After a variety of setbacks, Senate leader Darrell Steinberg, D-Sacramento, is doggedly moving forward with bills to reform the California Environmental Quality Act and revive redevelopment. Both bills – SB 731 for CEQA and SB 1 for redevelopment – have cleared the Senate and are now pending in the Senate.
The CEQA bill is more likely to be enacted into law. Steinberg deliberately created a consensus bill with little opposition and it passed the Senate 39-0. The redevelopment bill – a rerun of last year's SB 1156, which passed the Legislature but was vetoed by Gov. Jerry Brown – passed the Senate 27-11 on a party-line vote and Brown may well veto it again.
Perhaps the biggest CEQA change called for in SB 731 is the creation of state significance thresholds for parking, transportation, and noise. The bill would allow local governments to create stricter standards – but one can imagine quick a battle at the Natural Resources Agency and the Office of Planning & Research over whether the state thresholds should be strong or weak. In addition, the bill would ditch aesthetics as a CEQA issue.
Steinberg's bill originally called for an appropriation of $30 million per year to fund planning grants through the Strategic Growth Council, but the language was watered down simply to say that this is the Legislature's intent. With such broad support, it seems likely that Brown will sign the bill.
An excellent rundown of the bill was prepared by the Manatt law firm.

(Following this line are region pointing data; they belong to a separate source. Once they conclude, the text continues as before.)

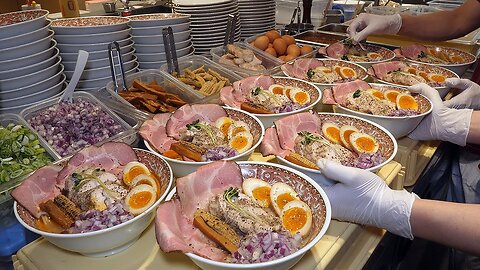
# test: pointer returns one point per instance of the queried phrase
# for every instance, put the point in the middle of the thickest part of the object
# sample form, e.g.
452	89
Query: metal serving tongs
112	65
230	34
170	51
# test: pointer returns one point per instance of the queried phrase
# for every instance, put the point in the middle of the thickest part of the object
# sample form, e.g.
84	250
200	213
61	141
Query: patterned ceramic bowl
181	168
308	191
112	240
399	126
387	143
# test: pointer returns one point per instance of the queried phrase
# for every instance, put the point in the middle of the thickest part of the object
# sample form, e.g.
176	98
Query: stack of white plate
258	16
30	69
93	34
148	37
209	21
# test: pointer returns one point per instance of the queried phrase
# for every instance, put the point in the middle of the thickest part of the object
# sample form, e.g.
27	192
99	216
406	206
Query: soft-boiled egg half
277	89
132	170
237	127
257	189
297	217
280	195
241	142
345	132
224	123
406	102
140	198
331	132
363	143
299	96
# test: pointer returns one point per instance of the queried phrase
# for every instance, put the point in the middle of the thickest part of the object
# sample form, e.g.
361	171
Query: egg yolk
239	142
407	102
283	199
224	127
140	199
301	97
262	194
333	133
438	78
392	96
132	173
365	143
237	130
294	219
278	90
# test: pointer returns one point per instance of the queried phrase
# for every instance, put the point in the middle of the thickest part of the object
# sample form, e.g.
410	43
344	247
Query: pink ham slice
155	133
39	187
174	232
196	189
189	113
111	157
412	51
271	145
343	90
288	127
300	67
336	50
381	69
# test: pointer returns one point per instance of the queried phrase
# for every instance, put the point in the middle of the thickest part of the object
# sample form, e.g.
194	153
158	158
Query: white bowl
33	88
29	59
389	140
160	48
30	69
34	97
399	126
308	190
181	168
25	38
92	38
158	39
157	30
103	62
73	48
95	55
96	73
158	19
89	25
153	57
112	240
21	81
24	22
27	49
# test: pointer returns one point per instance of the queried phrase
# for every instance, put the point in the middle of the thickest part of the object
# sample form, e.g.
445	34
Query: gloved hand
468	98
367	24
362	197
442	123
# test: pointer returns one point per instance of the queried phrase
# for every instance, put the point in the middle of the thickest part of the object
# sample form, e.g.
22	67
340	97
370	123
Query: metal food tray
127	136
6	119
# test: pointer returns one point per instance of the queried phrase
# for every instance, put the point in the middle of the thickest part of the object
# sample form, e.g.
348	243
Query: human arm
362	197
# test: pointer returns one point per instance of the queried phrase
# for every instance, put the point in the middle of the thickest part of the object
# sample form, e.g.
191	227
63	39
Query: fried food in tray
204	80
151	97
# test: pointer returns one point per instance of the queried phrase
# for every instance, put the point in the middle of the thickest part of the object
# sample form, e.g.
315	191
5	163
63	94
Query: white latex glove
362	197
368	24
468	98
442	123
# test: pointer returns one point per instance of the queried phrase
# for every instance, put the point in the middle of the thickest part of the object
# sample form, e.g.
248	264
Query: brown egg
305	49
271	51
280	46
288	39
272	35
261	42
293	50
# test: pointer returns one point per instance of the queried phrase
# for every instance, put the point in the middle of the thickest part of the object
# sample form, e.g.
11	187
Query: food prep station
199	39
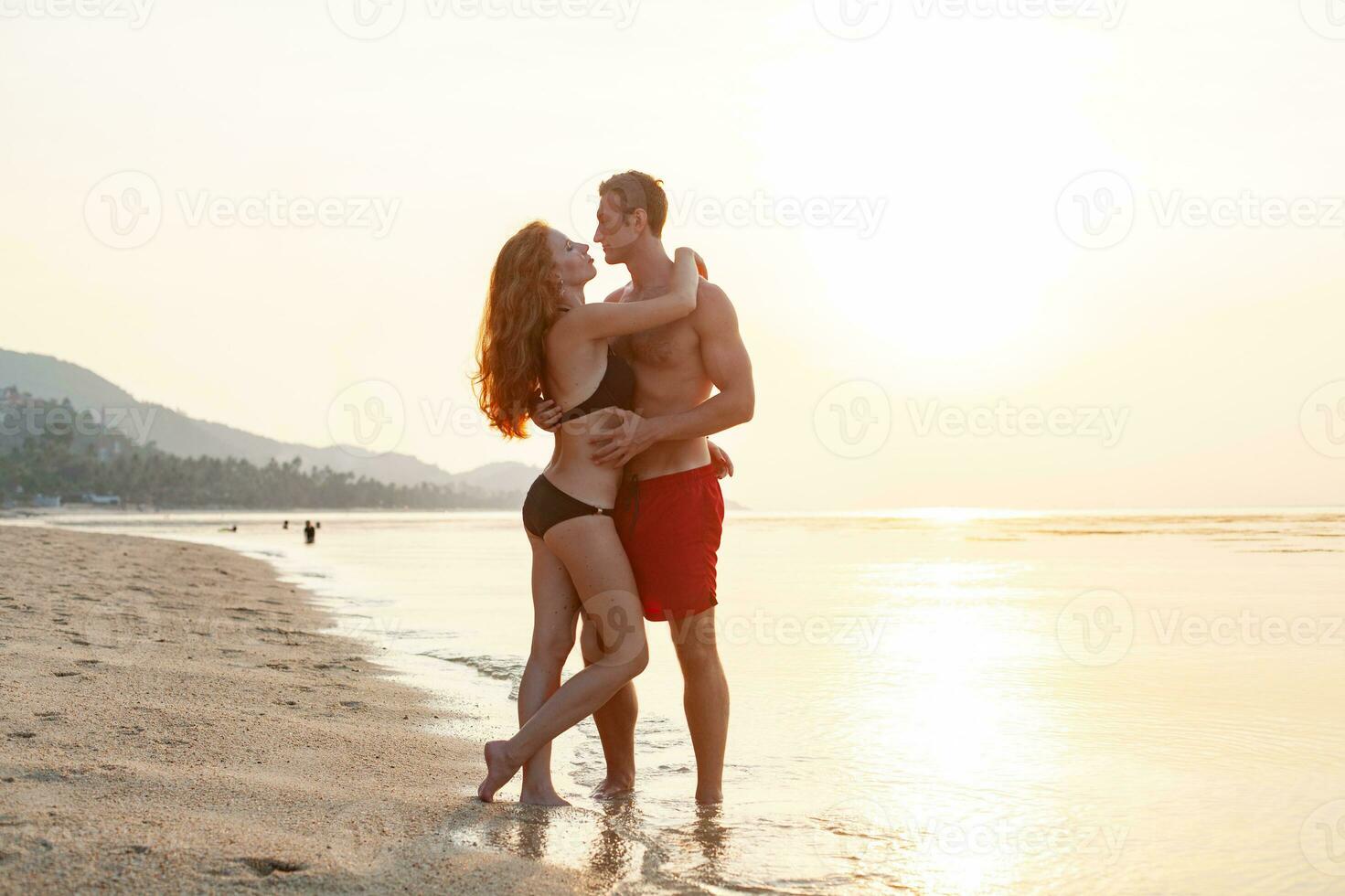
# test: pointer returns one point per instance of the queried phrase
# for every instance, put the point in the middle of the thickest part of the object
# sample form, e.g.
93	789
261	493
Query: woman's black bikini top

The redevelopment bill, SB 1, continues to mirror last year's bill, permitting the creation of a "sustainable communities investment authority" with limited access to tax-increment financing if both the city and the county agree to it. The redevelopment areas to be created would be limited to transit-rich locations, "small walkable areas," and clean energy manufacturing sites.
Although the bill appears likely to pass the Legislature for the second year in a row, there is no reason to believe Brown has changed his mind on vetoing it.